The ‘Ssell, as he likes to be known, was kind enough to share one of his favourite recipes, handed down from his grandmother, an original pearly queen from Canvey Island. Mr B told us that this meal has mystical, “gypsy” effects, to which he has added some of his own unmistakable vim and irreverent panache!

Wait-a-bix!

You will need:

1) A Weetabick.

2) An Euro (for buying exotic, European ingredients.)

3) A drugs.

3.5) Half a pound of organic lard.

4) A frying pan.

5) Access to a kitchen or similar place of cooking. (remember to ask permission first!)

Now, Rusells assures me that the first and most important step in preparing this delicious food is incredibly important, and you should make sure it is done first, before anything else:

1) Turn on a hob, on the hob. (turn in all the way to the “hottest” setting.)

2) Gently place the weetabick in the pan.

3) You should have put about half a pound of organic lard in the pan before the weetabick. Idiot!

4) Now is a good time to take a drugs, while you settle back and wait for the “cooking” to take hold.

5) When the pan “goes on fire” you know that you are just 30 minutes away from enjoying your delicious meal!

6) Serve.

Well, I don’t know about you, but my guests will be thrilled to the back teeth when I serve this dish at one of my own, ever so special dinner parties… exactly like the Stars do!! What about you? I don’t know about you.

As for Russells, as he shuffled back to his solarium in his pearly dressing gown for an afternoon crumpet, whistling a cockney tune and berating an underling in his “rhyming slang” I knew that I had been privileged to receive a true recipe… FROM THE STARS!!

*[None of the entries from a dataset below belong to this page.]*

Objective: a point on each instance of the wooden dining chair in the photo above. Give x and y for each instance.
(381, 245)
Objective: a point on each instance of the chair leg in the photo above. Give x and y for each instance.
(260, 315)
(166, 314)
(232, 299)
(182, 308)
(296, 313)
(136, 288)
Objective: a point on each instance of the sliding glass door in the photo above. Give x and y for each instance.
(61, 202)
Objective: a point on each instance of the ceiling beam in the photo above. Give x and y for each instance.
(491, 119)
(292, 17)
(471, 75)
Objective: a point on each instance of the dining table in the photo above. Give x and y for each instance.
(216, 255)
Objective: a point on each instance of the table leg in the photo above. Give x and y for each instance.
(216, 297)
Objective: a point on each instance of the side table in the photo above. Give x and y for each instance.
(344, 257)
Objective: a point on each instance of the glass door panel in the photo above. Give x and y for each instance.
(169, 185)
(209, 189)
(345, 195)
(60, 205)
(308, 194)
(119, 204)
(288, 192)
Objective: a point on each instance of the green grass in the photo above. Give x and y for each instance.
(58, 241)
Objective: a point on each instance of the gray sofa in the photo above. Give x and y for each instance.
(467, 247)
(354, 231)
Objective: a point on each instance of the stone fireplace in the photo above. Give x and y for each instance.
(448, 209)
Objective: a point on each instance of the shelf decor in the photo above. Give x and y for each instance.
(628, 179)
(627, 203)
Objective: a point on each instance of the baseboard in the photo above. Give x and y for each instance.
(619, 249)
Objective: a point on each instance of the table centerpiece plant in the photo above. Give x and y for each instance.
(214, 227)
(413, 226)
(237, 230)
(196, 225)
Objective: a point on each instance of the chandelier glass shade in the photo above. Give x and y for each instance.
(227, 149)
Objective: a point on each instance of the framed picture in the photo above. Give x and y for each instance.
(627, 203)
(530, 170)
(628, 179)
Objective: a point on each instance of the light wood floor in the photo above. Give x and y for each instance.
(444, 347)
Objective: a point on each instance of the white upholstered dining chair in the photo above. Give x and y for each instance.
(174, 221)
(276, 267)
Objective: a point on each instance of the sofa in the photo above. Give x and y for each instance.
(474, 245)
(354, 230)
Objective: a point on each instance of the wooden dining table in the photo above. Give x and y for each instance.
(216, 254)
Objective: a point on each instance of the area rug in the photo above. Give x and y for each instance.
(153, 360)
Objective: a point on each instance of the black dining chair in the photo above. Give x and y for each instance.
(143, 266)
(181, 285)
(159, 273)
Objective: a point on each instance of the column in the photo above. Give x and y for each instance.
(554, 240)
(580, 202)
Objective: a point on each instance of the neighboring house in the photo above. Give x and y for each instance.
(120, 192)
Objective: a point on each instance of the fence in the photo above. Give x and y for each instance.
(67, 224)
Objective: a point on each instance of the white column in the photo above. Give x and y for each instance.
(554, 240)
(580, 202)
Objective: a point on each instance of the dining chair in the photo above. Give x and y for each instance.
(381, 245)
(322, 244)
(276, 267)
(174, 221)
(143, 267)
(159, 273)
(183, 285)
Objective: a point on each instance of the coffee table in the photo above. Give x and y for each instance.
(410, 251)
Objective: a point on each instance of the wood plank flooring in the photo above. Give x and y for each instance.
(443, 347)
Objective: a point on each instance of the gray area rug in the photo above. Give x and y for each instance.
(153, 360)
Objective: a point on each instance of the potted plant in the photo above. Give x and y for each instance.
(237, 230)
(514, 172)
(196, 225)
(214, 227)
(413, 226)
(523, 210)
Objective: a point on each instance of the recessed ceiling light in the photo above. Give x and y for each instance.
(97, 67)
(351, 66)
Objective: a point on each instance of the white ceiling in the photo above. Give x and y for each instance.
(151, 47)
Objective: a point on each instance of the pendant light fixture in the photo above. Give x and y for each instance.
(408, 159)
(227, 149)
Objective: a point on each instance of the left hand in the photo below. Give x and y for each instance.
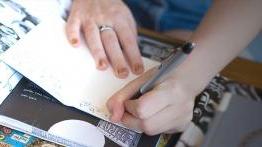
(168, 108)
(117, 46)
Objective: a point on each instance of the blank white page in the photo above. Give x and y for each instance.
(69, 74)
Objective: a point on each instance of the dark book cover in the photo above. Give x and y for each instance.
(30, 104)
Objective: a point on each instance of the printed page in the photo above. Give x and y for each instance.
(69, 74)
(15, 22)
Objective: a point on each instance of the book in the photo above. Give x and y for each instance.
(45, 56)
(24, 104)
(38, 113)
(10, 137)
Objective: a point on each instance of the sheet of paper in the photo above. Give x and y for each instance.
(15, 22)
(67, 73)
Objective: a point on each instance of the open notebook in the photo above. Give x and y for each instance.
(69, 74)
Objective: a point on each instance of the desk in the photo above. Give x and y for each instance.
(240, 70)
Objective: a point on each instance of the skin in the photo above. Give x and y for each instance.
(226, 29)
(87, 15)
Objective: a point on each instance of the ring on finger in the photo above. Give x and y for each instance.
(105, 28)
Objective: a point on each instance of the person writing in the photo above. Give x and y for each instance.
(110, 33)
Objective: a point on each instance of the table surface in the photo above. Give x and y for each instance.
(240, 69)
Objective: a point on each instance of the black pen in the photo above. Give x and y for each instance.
(168, 64)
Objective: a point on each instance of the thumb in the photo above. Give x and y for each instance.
(115, 103)
(73, 27)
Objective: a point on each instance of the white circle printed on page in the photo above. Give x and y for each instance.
(79, 131)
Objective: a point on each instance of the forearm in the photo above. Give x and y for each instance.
(227, 29)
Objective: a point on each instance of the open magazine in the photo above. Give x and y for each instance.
(30, 109)
(69, 74)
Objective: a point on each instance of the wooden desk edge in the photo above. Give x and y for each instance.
(241, 70)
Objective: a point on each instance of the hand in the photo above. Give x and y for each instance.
(167, 108)
(105, 47)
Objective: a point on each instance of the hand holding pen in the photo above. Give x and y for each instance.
(155, 103)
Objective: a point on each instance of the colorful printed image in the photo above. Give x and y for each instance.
(13, 138)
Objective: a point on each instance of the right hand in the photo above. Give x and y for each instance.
(117, 47)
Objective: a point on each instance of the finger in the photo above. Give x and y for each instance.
(113, 51)
(131, 122)
(115, 103)
(73, 28)
(93, 40)
(142, 107)
(128, 40)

Next week Oman cooks “a man”. Amen to that!

#57:Dirk ‘Faceman’ Benedict.

20 Feb
fc.jpg This week legendary ladies man bon viveur and professional shenanigeniser Dirk Benedict shares with us a traditional recipe from the family vault. Mr B, a convivial host, tells us that this particular recipe is a variation of one handed down to him by his grandmother that he has refined with his own subtle style and panache. You will need a pan, lard and some eggs.

Eggs Dirk.

1) Place roughly half a kilo of lard into pan; turn the gas knob all the way to the big flame picture.
2) When the lard ‘goes on fire’ gently add 2 to 8 eggs, taking care to remove the hard outer “shell”.
3) By now you should be, almost literally, ‘frying’ those eggs!
4) Remove eggs and serve, perhaps on some bread or a plate. The choice is yours!
5) Enjoy your delicious “meal”!
It’s hard to believe isn’t it? Even you can experience eggs the way ‘Benedict’ intended! Don’t get carried away though… you don’t want to end up with egg on your “Face”, man!